In their youth, the Dupree siblings recorded darkly fantastical music and whimsical lyrics with vivid imagery of fireflies, woods, and open fields. As they reached adulthood, their lives became a soap opera and the later EPs and albums featured songs about real life, lost love, and troubled relationships. Chauntelle suffered a broken engagement; her fiancée, Adam Lazara of Taking Back Sunday, left her shortly before their wedding date after he impregnated a waitress in the DuPrees’ hometown. Sherri endured a failed marriage; her husband, Chad Gilbert of New Found Glory, cheated on her, filed for divorce and connected with Hayley Williams of Paramore. The most recent songs are more upbeat, now that all three sisters are happily married. Chauntelle married guitar maker Todd D’Agostino, Sherri married Max Bemis of Say Anything, and Stacy married Darren King of Mutemath. Fourth-fifths of the band has recently become new parents. The group’s fourth studio album, 2013’s Currents, centered on this new maturity with nautical/maritime imagery that depicted the constant movement of the currents, which are sometimes turbulent and other times calm, but always moving. The metaphor of this current-like flow of time accented the need for an anchor in order to remain grounded.

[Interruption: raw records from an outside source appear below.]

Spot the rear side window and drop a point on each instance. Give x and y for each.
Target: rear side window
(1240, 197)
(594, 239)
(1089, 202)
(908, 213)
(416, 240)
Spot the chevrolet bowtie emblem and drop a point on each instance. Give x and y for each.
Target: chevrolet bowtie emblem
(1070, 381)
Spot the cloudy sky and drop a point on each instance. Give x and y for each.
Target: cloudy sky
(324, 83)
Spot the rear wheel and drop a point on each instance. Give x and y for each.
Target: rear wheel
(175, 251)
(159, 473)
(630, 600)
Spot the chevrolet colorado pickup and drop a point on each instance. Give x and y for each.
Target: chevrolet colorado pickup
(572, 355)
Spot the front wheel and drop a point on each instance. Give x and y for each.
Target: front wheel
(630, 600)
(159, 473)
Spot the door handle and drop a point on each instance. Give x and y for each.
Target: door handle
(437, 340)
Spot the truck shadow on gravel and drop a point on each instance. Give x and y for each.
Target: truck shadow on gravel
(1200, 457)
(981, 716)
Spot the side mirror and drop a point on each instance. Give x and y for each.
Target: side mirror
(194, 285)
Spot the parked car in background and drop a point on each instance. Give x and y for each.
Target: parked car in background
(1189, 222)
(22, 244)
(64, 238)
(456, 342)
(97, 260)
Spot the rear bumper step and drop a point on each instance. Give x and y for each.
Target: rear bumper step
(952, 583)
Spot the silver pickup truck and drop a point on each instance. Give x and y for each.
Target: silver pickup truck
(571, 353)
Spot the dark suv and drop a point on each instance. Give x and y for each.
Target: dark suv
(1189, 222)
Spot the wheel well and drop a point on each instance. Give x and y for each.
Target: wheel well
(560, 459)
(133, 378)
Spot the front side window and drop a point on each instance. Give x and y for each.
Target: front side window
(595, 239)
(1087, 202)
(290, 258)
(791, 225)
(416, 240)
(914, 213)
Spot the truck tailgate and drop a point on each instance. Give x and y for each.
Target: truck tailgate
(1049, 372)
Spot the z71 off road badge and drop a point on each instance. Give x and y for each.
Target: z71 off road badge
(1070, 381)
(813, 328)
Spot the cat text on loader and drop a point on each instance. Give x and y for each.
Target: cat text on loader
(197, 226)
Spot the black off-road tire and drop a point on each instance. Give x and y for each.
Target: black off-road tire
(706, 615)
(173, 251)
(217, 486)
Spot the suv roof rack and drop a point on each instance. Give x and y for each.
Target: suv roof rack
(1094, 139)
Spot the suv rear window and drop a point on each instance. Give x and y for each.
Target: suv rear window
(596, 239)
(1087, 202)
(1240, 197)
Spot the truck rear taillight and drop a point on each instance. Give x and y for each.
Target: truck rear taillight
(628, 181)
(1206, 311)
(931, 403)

At the Bowery Ballroom tonight, Eisley showed that the band’s story is expanding rather than simply collecting bookmarks. Little of Eisley’s performance linked to its folk-pop fairy-story origin, as the band nurtured a more indie-rocking and ambient sound. The set included older songs, but the center of gravity was on newer material that was thematic and even somewhat experimental. These songs and sounds built an ebb-and-flow atmosphere around the conceptual lyrics, with seemingly minimal regard for radio potential.
Sherri and Stacy alternated lead vocal duties almost equally, with Chauntelle offering lead vocals on only one song. The vocals were strong, and lush melodies and crystal clear harmonies were still a mainstay in the Eisley signature. Sherri and Stacy specialized in bending and prolonging syllables in almost every line of verse and then filling out the songs with a lot of audience-rousing woooh-ooohs. Chauntelle rocked the guitar with dreamy leads and airy riffs while Stacy provided ambient sounds on her keyboards. Weston pounded driving drum beats and Garron rolled out basslines with precision. The rocking arrangements, the brightness engineered by the lyrics and the indie-style innovations in the compositions, however, made the overall set sound sweet but somewhat undefined. The wash of sound was sometimes saccharine. Perhaps part of the Currents theme was to shift back and forth from driving pop to cascading mind melts.